Health experts have increasingly called for a convenient pill that patients could take themselves when symptoms first appear. Some drugmakers are testing such medications, but initial results aren’t expected for several more months. The new funds will speed those tests and support private sector research, development, and manufacturing.
Last week, the United States said it would purchase 1.7 million doses of an experimental antiviral pill from Merck and Ridgeback Biotherapeutics, if it is shown to be safe and effective. Results from a large study of the drug, molnupiravir, are expected this fall.

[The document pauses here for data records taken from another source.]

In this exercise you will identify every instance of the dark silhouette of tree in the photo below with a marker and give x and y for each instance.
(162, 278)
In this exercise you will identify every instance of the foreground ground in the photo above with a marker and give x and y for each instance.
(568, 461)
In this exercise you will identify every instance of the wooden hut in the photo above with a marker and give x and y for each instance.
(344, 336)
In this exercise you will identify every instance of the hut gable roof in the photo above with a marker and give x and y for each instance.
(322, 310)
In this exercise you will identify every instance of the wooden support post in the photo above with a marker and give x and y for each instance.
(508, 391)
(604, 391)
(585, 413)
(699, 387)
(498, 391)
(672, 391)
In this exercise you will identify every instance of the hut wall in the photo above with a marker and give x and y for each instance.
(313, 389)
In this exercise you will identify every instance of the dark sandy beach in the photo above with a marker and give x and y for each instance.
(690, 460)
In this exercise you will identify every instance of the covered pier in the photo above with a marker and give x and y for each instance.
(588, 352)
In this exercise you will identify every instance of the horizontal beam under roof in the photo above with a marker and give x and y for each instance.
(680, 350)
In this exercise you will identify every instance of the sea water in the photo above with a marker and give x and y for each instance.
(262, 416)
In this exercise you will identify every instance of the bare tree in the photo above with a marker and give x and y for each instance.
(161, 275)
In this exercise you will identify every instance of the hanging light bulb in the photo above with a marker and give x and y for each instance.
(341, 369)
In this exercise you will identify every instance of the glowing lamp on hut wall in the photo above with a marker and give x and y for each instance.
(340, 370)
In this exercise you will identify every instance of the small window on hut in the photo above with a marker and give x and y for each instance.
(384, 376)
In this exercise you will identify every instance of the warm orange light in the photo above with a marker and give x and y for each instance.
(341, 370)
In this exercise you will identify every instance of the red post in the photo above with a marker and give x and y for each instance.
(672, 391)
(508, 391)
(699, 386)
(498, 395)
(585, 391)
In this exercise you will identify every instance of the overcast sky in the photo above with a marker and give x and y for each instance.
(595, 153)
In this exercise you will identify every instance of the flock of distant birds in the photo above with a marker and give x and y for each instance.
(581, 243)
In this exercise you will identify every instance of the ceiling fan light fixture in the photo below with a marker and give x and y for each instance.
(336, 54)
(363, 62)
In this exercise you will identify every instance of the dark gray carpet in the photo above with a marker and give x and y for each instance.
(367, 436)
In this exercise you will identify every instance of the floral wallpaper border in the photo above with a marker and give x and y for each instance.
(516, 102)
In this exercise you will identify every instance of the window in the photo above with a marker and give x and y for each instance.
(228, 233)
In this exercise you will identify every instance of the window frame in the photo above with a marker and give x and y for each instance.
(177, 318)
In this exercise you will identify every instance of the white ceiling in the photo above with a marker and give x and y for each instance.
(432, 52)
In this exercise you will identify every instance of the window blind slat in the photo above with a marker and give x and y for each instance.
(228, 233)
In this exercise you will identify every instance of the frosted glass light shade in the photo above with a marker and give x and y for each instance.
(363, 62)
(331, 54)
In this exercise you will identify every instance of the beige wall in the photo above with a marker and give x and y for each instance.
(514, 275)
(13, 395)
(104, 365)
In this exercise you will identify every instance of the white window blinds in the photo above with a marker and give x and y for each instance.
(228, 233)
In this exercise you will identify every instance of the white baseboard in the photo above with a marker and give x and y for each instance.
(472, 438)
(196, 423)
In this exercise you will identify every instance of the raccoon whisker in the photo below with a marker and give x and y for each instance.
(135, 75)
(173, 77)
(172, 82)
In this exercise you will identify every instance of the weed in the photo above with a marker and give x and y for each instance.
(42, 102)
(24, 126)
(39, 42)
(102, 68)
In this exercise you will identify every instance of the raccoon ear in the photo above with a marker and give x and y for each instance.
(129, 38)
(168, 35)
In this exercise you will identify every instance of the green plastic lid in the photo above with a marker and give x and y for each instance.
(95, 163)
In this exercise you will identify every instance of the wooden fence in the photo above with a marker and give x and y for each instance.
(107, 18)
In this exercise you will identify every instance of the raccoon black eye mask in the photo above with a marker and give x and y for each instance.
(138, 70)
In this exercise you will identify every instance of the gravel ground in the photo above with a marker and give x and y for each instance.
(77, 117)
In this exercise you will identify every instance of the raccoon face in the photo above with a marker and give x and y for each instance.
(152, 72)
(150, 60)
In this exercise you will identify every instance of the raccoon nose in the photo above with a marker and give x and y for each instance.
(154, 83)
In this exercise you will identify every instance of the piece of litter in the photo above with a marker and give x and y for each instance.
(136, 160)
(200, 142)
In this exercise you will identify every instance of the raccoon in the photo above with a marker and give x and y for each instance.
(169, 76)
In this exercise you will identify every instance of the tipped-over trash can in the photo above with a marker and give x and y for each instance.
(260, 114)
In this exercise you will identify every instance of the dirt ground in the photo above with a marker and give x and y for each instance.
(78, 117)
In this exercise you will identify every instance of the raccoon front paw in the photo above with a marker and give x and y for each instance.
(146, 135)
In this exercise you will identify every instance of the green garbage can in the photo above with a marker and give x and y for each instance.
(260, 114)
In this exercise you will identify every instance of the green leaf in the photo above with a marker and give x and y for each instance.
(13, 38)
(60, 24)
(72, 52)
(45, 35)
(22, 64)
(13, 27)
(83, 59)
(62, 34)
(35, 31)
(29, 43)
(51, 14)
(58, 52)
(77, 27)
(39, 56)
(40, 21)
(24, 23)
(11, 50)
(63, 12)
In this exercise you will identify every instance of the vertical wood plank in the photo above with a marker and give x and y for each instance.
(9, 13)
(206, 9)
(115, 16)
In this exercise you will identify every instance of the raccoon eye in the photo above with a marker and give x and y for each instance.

Early research suggests the drug may reduce the risk of hospitalization if used shortly after infection by stopping the coronavirus from quickly reproducing. It did not benefit patients who were already hospitalized with severe disease.
Several other companies, including Pfizer, Roche, and AstraZeneca, are also testing antiviral pills.
The currently available drugs have mostly been shown to help patients avoid hospitalization or shorten their recovery time by several days.
Under President Donald Trump, the United States poured more than $19 billion into rapidly developing multiple vaccines. But less than half that amount went toward developing new treatments. That shortfall has become increasingly concerning as the vaccination campaign slows and experts emphasize the need to manage the disease in millions of Americans who may never get the shots.